2nd police official quits in phone-hacking scandal

? Scotland Yard’s assistant commissioner resigned Monday, a day after his boss also quit, and fresh investigations of possible police wrongdoing were launched in the phone hacking scandal that has spread from Rupert Murdoch’s media empire to the British prime minister’s office.

Prime Minister David Cameron called an emergency session of Parliament on the scandal and cut short his visit to Africa to try to contain the widening crisis. Lawmakers today are to question Murdoch, his son James and Rebekah Brooks, the former chief executive of Murdoch’s U.K. newspaper arm.

In a further twist, a former News of the World reporter Sean Hoare, who helped blow the whistle on the scandal, was found dead Monday in his home, but it was not believed to be suspicious.

Murdoch shut down the News of the World tabloid after it was accused of hacking into the voice mail of celebrities, politicians, other journalists and even murder victims.

The crisis has roiled the upper ranks of Britain’s police, with Monday’s resignation of Assistant Commissioner John Yates — Scotland Yard’s top anti-terrorist officer — following that on Sunday of police chief Paul Stephenson over their links to Neil Wallis, an arrested former executive from Murdoch’s shuttered News of the World tabloid whom police had employed as a media consultant.

The government quickly announced an inquiry into police-media relations and possible corruption.

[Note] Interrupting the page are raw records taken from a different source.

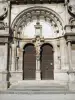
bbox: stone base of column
[0,71,9,90]
[36,70,41,80]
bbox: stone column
[67,41,72,70]
[36,55,41,80]
[54,41,60,71]
[11,44,16,71]
[60,37,68,69]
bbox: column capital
[66,40,72,44]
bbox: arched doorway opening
[23,43,36,80]
[40,43,54,80]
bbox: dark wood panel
[41,44,54,80]
[23,44,36,80]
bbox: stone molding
[11,6,64,36]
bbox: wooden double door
[23,44,54,80]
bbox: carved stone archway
[11,6,64,37]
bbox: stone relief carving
[11,6,64,38]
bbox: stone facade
[0,0,75,100]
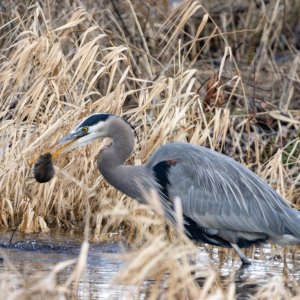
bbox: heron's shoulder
[147,142,233,167]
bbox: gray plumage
[59,114,300,263]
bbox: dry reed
[0,0,300,299]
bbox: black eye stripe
[78,114,110,128]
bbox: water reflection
[0,232,300,299]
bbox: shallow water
[0,232,300,299]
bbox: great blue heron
[54,113,300,264]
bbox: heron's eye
[81,127,89,133]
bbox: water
[0,232,300,299]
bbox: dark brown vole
[33,153,55,183]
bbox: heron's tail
[271,209,300,245]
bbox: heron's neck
[99,117,134,168]
[98,118,154,202]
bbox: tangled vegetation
[0,0,300,299]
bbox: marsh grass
[0,0,300,299]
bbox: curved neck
[98,117,134,169]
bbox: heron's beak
[50,133,79,160]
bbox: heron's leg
[230,243,251,265]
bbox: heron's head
[52,113,116,159]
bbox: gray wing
[146,143,290,236]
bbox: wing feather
[147,143,289,235]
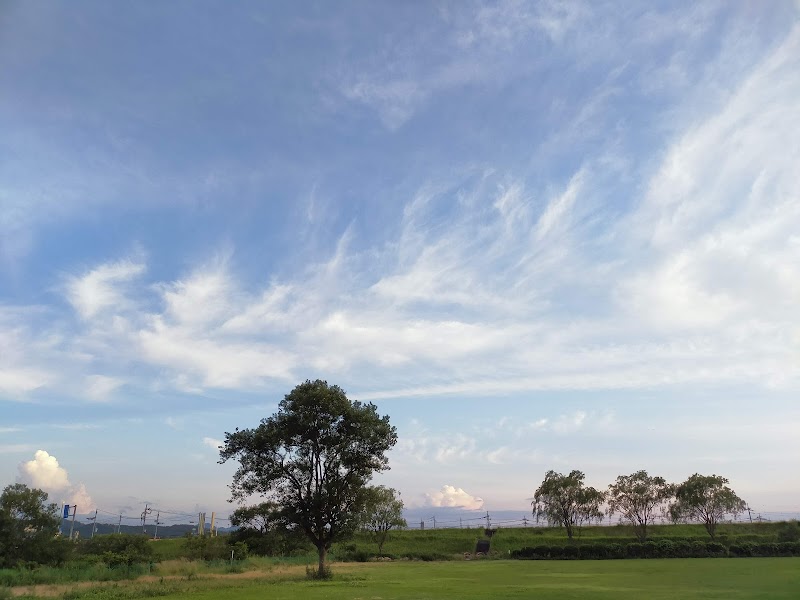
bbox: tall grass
[0,564,150,587]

Home Secretary Theresa May said people were naturally asking “who polices the police,” and announced an inquiry into “instances of undue influence, inappropriate contractual arrangements and other abuses of power in police relationships with the media and other parties.”

The Independent Police Complaints Commission also said it was looking into the claims, including one that Yates inappropriately helped get a job for Wallis’ daughter. Wallis, former executive editor of News of the World, was arrested on suspicion of conspiring to intercept communications.

Yates said he had done nothing wrong.

“I have acted with complete integrity,” he said. “My conscience is clear.”

In another development, police confirmed that a second former News of the World employee was employed by Scotland Yard. Alex Marunchak had been employed as a Ukrainian language interpreter with access to highly sensitive police information between 1980 and 2000, the Metropolitan Police said.

Scotland Yard said it recognized “that this may cause concern and that some professions may be incompatible with the role of an interpreter,” adding that the matter will be looked into.

The prime minister is under heavy pressure after the resignations of Stephenson and Yates, and Sunday’s arrest of Brooks — a friend and neighbor whom he has met at least six times since entering office 14 months ago — on suspicion of hacking into the cellphones of newsmakers and bribing police for information.

Cameron’s critics grew louder in London as he visited South Africa on a two-day visit to the continent already cut short by the crisis. He dropped stops in Rwanda and South Sudan as his government faces growing questions about its cozy relationship with Murdoch’s media empire during a scandal that has taken down top police and media figures with breathtaking speed.

Parliament was to break for the summer today after lawmakers grilled Murdoch, his son James and Brooks, in a highly anticipated public airing about the scandal. Cameron, however, said lawmakers should reconvene Wednesday “so I can make a further statement.”